L'école Shingon, en particulier,
est celle qui détruit le Sutra du Lotus. Il est primordial
de la réfuter mais dans un premier temps j'ai voulu m'attaquer
aux erreurs des écoles Zen
et Nembutsu. Je laisserai pour
l'instant de côté la question d'établir ce qui est
correct et ce qui est erroné dans le bouddhisme en Inde et en
Chine, mais en ce qui concerne le Japon, l'enseignement correct du Sutra
du Lotus s'y est perdu et tous ses habitants, sans aucune exception,
sont donc destinés à tomber dans les mauvaises
voies. [La raison en est que] sur chaque montagne, à côté
de chacun des temples de l'école Hokke
se trouve invariablement un temple de l'école Shingon,
de même que l'ombre suit le corps. Ainsi, à la pratique
correcte du Sutra du Lotus, est adjointe la pratique Shingon
des dix-huit voies,
et à la pratique du repentir [par la récitation du Sutra
du Lotus] se mêle la récitation du Sutra
Amida. Et, au cours de la cérémonie de consécration
des patriarches, le rituel du Shingon prédomine,
tandis que celui du Sutra du Lotus est relégué
au second plan.
En réalité, les sutras du Shingon
appartiennent aux enseignements
provisoires et sont même inférieurs aux sutra Kegon
ou Hannya. Pourtant,
Ennin et Kukai
se sont trompés sur ce point et ont prétendu que les sutras
du Shingon étaient égaux
ou même supérieurs au Sutra du Lotus. La cérémonie
"d'ouverture des yeux" d'une nouvelle effigie du Bouddha est
donc conduite avec le mudra de
la déesse Butsugenson
et le mantra-dharani du bouddha
Vairocana. Il en résulte
que toutes les images peintes et sculptures en bois [représentant
le Bouddha] au Japon, ont été privées d'âme
et d'yeux, et qu'elles sont en fin de compte possédées
par le Démon du sixième
ciel, causant la perte de ceux-là mêmes qui leur rendent
un culte. C'est pour cela que les édits de la cour impériale
[à Kyoto] ont presque perdu toute
validité. Le Shingon nuisible a
maintenant fait son entrée à Kamakura,
menaçant de détruire aussi le Japon tout entier. Les adeptes
des écoles Zen et Jodo
sont des personnes aux conceptions plus erronées que l'on ne
saurait le dire. En déclarant cela, je savais que je risquais
ma vie. Pourtant, je voulais exprimer ma reconnaissance envers le bodhisattva
Kokuzo. Aussi, le 28ème jour du
4ème mois de la 5ème année de Kencho [1253], je
l'ai publiquement déclaré pour la première fois
devant une petite assemblée dont faisait partie Joen-bo,
du côté sud de la salle de pratique de Dozen-bo,
au temple Seicho-ji, dans le
village de Tojo, de la province d'Awa.
Depuis vingt ans, je ne cesse de le dire sans reculer d'un pas. Cela
m'a contraint tantôt à changer de lieu de résidence
tantot à l'exil. A une époque antérieure, le bodhisattva
Fukyo fut battu à coups
de bâtons; de nos jours, Nichiren est menacé par le sabre.

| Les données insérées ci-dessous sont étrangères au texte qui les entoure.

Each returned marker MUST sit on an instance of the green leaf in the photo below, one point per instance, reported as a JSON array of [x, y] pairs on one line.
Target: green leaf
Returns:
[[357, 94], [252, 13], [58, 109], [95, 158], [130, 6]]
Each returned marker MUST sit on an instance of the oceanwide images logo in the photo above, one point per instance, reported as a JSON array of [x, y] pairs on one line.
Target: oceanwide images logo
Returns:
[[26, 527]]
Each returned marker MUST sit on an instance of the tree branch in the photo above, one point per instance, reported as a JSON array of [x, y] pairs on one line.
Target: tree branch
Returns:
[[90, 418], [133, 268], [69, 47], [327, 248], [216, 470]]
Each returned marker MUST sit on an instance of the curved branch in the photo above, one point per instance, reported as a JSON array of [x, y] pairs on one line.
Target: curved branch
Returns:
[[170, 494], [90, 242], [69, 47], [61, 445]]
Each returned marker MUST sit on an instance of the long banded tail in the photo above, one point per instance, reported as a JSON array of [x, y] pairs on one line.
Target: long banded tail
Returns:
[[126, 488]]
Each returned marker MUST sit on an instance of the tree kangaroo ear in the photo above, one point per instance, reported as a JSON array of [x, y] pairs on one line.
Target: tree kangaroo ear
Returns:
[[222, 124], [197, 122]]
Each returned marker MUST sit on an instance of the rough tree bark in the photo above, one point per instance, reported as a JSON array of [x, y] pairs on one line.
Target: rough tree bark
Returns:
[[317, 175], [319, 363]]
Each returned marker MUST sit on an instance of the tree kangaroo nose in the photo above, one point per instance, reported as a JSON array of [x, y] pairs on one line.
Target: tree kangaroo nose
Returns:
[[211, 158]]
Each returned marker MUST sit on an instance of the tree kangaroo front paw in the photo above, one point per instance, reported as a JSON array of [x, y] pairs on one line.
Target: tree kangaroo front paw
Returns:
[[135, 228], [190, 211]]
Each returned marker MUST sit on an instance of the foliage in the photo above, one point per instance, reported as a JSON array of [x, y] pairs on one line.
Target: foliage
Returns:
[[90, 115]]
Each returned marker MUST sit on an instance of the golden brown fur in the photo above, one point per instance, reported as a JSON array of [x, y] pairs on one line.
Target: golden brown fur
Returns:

Tous les habitants du Japon, les sages comme les insensés, du
plus puissant au plus humble, disent que le moine Nichiren est bien
loin d'égaler les lettrés, maîtres, patriarches
et sages des temps passés. [J'ai attendu le moment propice] pour
dissiper leur méfiance à mon égard. [Il est venu]
lorsque de grands tremblements de terre se sont produits durant l'ère
Shoka, suivis par l'apparition
d'une gigantesque comète durant l'ère Bun'ei
[1264]. J'ai fait alors cette prédiction : "Notre pays subira
deux effroyables désastres, la guerre civile et l'invasion étrangère.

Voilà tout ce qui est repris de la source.